C’è, in altre parole, «molta voglia di Italia a Tripoli» anche in funzione di alternativa a un’egemonia turca che con molta rapidità sta sostituendo le forniture militari (che hanno consentito di avere ragione sull’assedio di Haftar) con ruspe e trivelle per il business del futuro. Ma dopo l’incontro di Roma fra Conte e Serraj, il Governo di accordo nazionale ha informato che i due capi di Governo «hanno concordato di formare una commissione incaricata di seguire la ripresa delle attività delle imprese italiane in Libia». Libia » . Nelle prossime settimane verrà infatti avviato un comitato economico per sciogliere i nodi dei crediti storici inevasi (circa 320 milioni di dollari) vantati da aziende italiane e quelli più recenti dopo la caduta di Gheddafi nel 2011. Il comitato dovrà anche riprendere la collaborazione economica, a cominciare dalle imprese miste che vedono coinvolte Leonardo, Iveco e Impregilo e la ripresa dei lavori dell’autostrada litoranea del vecchio accordo di amicizia e cooperazione Berlusconi-Gheddafi. La tratta che parte da Est è stata già appaltata e si potrebbe cominciare a lavorare mentre per la parte Ovest a Tripoli occorrerà prima indire una gara.

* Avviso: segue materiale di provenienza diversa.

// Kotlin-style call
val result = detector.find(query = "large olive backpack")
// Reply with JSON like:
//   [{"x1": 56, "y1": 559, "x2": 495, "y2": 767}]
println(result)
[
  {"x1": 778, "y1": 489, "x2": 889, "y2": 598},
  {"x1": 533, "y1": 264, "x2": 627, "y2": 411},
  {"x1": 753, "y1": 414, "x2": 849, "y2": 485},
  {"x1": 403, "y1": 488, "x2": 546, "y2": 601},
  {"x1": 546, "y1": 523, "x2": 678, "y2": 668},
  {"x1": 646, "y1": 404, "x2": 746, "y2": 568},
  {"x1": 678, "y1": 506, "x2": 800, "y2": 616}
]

Riprenderanno invece a breve i lavori da parte del consorzio italiano Aeneas per la costruzione dei due terminal nazionale e internazionale dell’aeroporto di Tripoli campo di battaglia nel 2014 tra le forze di Misurata e Zintan. I lavori per un investimento complessivo di 79 milioni di euro dovrebbero essere consegnati nel febbraio prossimo.
Il problema più assillante per i libici oggi è però la riapertura dei pozzi chiusi da Haftar, da cui dipende la sopravvivenza economica del Paese. Il presidente della Noc, Mustafa
Sanalla, sta cercando una soluzione pacifica per evitare perdite mensili dell’ordine di 2 miliardi di euro per la produzione, crollata da 1,2 milioni di barili al giorno a 80mila. Negli ultimi giorni gli Stati Uniti stanno svolgendo un ruolo di facilitatore per arrivare alla riapertura dei pozzi, premessa per una pacificazione del Paese.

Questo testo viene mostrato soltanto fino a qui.